Une telle simplification de tout le système de comportement dans l’expérience pavlovienne
classique pose naturellement une tâche ultérieure : l’analyse du comportement in vivo.
La théorie de Pavlov ne l’exclut nullement. Bien au contraire, elle la suppose.
Cette théorie ne rejette rien dans la structure du comportement. Elle ne ramène pas le
comportement toujours complexe à ses mécanismes élémentaires ; elle analyse.
Je m’arrêterai sur quelques problèmes concernant l’analyse du comportement, problèmes
déjà contenus implicitement dans le schéma classique des expériences sur les réflexes conditionnés.
2.
[173] Tout d’abord, le problème du chaînon sensoriel, cognitif, du comportement.
Dans les expériences sur les réflexes salivaires, ce chaînon essentiel est réduit au maximum ;
mais, dans les conditions naturelles, il doit apparaître dans toute son étendue.
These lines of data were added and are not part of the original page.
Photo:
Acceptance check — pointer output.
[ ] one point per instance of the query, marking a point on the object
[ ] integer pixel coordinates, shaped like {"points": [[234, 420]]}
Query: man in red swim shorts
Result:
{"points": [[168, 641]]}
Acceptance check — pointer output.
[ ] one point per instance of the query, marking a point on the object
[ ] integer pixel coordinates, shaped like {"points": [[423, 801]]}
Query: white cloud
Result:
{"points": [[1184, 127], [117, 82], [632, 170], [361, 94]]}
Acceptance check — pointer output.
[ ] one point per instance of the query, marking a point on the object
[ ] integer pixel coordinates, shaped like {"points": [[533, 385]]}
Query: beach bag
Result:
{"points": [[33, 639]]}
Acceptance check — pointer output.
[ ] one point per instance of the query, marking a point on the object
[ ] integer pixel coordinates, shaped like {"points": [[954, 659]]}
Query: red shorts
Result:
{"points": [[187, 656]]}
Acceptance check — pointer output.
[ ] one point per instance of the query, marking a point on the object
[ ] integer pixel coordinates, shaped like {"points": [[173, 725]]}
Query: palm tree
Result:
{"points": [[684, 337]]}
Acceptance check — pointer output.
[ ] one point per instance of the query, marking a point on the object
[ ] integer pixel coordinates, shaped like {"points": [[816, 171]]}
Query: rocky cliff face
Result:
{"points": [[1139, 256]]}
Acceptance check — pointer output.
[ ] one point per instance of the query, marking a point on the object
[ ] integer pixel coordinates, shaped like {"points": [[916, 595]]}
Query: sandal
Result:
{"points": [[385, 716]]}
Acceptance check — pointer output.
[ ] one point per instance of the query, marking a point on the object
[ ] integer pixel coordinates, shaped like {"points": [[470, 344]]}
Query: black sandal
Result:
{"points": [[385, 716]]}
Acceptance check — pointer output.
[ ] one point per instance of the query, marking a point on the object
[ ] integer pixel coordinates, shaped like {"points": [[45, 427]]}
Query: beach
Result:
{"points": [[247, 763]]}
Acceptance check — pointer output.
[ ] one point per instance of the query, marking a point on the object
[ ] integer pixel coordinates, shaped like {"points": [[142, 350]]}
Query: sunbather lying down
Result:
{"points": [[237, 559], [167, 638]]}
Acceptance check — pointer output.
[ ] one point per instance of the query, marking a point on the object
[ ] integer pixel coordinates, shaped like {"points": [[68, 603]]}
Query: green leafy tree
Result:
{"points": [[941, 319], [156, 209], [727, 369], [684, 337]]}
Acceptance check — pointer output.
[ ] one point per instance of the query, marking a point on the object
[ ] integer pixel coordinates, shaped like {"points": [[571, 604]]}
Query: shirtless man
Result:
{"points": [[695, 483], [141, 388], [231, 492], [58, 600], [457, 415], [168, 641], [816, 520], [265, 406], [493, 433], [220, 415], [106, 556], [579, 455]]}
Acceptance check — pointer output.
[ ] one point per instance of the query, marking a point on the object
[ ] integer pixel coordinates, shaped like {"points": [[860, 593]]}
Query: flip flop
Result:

Là, l’animal reçoit tout un afflux de stimuli qui ne peuvent acquérir leur signification qu’en
résultant de la découverte de leurs interrelations ; or, ceci exige des processus spéciaux. C’est
pourquoi l’existence d’une activité d’orientation étendue - actuelle ou réalisée dans une expérience
passée - constitue dans les conditions naturelles un chaînon de comportement aussi indispensable
que, dans les conditions de l’expérience pavlovienne classique, la présence du réflexe d’orientation à
l’excitant indifférent, artificiellement extrait du fond commun.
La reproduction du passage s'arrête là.